The Federal Reserve on Wednesday raised interest rates by 0.75% as the central bank attempts to avoid a deep recession.
The decision to move by 0.75% matched the magnitude of the Fed’s last move in June, which was its largest single-meeting rate increase since 1994. Wednesday’s decision was unanimously agreed upon by voting members of the Federal Open Market Committee.
The Fed has now moved in four consecutive meetings to increase borrowing costs in America, extending its effort to dampen household and business spending. The goal: to wrangle inflation running at rates unseen since the early 1980s.
Short-term borrowing rates are now between 2.25% and 2.50%, comparable to levels in 2019.
“Recent indicators of spending and production have softened,” the Fed said in its policy announcement.
“Nonetheless, job gains have been robust in recent months, and the unemployment rate has remained low. Inflation remains elevated, reflecting supply and demand imbalances related to the pandemic, higher food and energy prices, and broader price pressures.”
The Fed again said that it “anticipates that ongoing increases in the target range will be appropriate.”
Summer readings of inflation have yet to show a letting up of inflationary pressures. In June, prices in the U.S. rose by 9.1% on a year-over-year basis — the fastest pace since November 1981.
Balancing act
Fed policymakers have said that one driver of high inflation remains the war in Ukraine, where economic sanctions have led to an increase in energy prices globally. But Fed officials have acknowledged that the rapid pace of price increases domestically is also the result of demand stimulated by its pandemic-era policy of low rates.
Those inflationary factors will make it difficult for the Fed to achieve its immediate goal of lowering inflation without triggering high job losses. A June reading on the labor market showed the unemployment rate at a relatively low 3.6%, almost near pre-pandemic lows.
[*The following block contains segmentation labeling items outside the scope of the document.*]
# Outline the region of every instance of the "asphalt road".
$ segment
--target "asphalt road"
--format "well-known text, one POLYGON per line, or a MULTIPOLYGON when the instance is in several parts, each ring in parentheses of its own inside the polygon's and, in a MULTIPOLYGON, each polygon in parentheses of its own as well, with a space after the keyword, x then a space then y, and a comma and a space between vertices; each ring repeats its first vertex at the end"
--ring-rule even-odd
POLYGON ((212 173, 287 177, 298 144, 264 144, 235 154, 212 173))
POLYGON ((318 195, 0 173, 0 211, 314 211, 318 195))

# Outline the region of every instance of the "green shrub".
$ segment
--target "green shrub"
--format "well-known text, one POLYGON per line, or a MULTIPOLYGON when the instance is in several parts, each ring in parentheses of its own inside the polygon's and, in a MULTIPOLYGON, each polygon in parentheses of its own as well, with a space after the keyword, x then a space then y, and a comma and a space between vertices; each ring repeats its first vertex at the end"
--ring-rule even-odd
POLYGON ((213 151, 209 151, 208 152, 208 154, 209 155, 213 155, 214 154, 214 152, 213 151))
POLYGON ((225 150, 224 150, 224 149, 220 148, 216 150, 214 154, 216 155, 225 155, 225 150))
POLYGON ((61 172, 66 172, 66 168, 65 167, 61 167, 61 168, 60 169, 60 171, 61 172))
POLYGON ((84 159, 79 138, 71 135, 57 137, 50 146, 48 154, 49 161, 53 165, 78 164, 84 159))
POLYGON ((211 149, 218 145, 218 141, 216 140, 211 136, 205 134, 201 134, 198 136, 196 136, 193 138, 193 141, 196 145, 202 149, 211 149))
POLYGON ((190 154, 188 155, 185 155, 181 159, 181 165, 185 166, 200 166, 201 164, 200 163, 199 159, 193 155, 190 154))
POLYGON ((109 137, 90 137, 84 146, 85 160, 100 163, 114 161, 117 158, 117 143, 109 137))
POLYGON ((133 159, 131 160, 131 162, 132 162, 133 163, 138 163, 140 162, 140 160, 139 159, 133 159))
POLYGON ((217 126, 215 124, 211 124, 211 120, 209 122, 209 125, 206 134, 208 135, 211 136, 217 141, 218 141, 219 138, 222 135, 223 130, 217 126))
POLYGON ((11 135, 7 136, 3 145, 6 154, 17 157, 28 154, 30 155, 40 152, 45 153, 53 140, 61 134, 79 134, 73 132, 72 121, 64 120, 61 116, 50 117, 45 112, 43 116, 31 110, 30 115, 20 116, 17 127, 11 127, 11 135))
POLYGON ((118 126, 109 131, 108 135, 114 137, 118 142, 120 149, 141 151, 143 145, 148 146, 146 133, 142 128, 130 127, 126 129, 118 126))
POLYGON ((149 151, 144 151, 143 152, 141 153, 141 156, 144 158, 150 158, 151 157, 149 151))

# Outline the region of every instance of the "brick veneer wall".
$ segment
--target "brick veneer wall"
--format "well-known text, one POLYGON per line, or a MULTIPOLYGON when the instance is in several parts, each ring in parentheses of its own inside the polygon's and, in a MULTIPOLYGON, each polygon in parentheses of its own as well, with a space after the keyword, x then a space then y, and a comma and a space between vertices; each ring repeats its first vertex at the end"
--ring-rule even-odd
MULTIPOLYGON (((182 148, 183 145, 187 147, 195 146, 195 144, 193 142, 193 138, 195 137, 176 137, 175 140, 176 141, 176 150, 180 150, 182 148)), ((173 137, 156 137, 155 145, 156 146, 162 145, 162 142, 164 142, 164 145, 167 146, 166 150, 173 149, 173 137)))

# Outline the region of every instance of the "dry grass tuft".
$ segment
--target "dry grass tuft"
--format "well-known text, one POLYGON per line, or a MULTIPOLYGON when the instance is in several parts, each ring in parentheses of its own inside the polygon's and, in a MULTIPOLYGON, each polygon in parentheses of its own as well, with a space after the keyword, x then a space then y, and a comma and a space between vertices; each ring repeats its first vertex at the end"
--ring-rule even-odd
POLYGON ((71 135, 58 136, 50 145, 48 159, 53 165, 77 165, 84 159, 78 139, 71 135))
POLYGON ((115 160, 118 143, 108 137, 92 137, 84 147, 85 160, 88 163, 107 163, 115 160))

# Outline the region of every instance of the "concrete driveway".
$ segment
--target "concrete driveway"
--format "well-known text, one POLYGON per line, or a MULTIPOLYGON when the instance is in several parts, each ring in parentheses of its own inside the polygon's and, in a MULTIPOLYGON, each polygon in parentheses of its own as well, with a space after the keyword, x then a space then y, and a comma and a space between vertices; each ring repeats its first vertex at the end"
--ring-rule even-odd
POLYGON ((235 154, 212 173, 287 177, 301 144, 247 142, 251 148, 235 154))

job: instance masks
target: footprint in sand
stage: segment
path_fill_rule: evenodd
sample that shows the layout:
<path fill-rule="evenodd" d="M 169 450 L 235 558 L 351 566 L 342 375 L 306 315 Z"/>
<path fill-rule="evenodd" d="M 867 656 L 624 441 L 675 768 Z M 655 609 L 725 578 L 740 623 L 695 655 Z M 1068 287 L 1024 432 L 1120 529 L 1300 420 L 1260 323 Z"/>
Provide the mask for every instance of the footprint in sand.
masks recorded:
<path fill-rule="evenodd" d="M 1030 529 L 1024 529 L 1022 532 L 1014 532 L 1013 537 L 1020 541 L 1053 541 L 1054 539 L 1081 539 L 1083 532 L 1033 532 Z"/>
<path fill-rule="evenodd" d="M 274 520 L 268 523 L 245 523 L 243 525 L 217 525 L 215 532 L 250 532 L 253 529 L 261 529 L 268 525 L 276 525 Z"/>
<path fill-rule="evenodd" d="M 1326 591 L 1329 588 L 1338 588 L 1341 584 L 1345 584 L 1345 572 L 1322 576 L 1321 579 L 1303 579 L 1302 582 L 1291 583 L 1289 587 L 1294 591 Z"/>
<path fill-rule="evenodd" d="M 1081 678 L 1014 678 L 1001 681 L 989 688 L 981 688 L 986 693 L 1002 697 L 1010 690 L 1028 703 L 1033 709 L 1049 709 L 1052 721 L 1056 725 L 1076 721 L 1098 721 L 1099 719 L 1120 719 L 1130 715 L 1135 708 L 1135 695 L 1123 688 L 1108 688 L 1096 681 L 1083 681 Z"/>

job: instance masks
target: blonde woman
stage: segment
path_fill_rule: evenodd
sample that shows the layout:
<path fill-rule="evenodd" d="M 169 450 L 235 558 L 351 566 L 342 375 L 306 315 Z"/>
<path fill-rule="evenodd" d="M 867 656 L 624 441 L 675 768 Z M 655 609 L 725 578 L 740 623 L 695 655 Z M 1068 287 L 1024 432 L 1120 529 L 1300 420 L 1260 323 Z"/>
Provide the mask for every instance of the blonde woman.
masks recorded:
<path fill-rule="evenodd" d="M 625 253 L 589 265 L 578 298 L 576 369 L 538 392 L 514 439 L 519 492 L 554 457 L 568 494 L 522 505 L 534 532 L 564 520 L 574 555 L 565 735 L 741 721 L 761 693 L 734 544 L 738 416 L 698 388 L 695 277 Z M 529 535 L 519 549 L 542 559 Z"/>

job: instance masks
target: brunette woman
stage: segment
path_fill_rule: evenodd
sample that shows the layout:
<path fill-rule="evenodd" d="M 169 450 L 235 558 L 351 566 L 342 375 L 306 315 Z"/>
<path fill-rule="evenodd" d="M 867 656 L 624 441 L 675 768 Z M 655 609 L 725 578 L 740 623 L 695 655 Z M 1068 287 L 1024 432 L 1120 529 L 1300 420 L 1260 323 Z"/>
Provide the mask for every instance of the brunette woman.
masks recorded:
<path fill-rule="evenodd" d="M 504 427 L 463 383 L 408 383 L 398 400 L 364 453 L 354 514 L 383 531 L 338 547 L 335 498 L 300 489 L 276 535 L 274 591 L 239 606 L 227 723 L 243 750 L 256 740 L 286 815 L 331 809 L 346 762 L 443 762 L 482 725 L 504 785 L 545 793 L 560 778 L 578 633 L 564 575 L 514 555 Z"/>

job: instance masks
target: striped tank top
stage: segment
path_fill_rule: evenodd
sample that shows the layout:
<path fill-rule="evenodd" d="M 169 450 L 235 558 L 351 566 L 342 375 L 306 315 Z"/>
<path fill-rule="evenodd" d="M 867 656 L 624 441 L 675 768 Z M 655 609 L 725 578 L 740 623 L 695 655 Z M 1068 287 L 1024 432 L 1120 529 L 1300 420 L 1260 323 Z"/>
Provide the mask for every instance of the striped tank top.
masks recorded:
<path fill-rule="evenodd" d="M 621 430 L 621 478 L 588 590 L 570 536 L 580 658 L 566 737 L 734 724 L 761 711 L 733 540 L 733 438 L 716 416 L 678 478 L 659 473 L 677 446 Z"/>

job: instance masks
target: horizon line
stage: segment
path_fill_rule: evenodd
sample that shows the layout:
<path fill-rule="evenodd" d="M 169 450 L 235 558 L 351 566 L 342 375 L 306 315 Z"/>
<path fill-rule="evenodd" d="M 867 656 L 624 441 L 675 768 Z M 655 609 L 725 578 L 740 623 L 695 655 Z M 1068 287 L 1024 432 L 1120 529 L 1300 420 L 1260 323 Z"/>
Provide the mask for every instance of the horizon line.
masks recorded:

As the Fed raises borrowing costs, concerns are building that the pullback in economic activity will squeeze businesses into layoffs. The FOMC continued to describe job gains as “robust” while inflation “remains elevated.”
Wednesday’s interest rate increase also comes a day before a closely-watched government data release on economic growth in the second quarter of the year. Following a quarter of negative growth in the first quarter, a second consecutive negative reading may further entrench concerns that the U.S. economy is already in a recession.
But the uncertainty over the speed and magnitude of rate hikes has led to a flurry of speculation over how high the Fed can raise rates — before a deterioration in economic activity forces the Fed back into rate cuts.
The central bank’s own projections from June estimate the Fed will need to raise rates to roughly 3.8% next year to pull off a slowdown in inflation, although those forecasts may now be outdated.
The Fed’s efforts to undo its pandemic-era stimulus also involves unwinding some of the assets that it purchased during 2020 and 2021. The Fed on Wednesday did not make any changes to a previously announced plan for the unwind, which will ramp up the pace of its asset rolloffs to about $95 billion per month starting in September.
As of earlier in the year, the Fed’s asset holdings totaled about $9 trillion.
The Fed will release updated economic projections alongside the next scheduled policy announcement on September 21.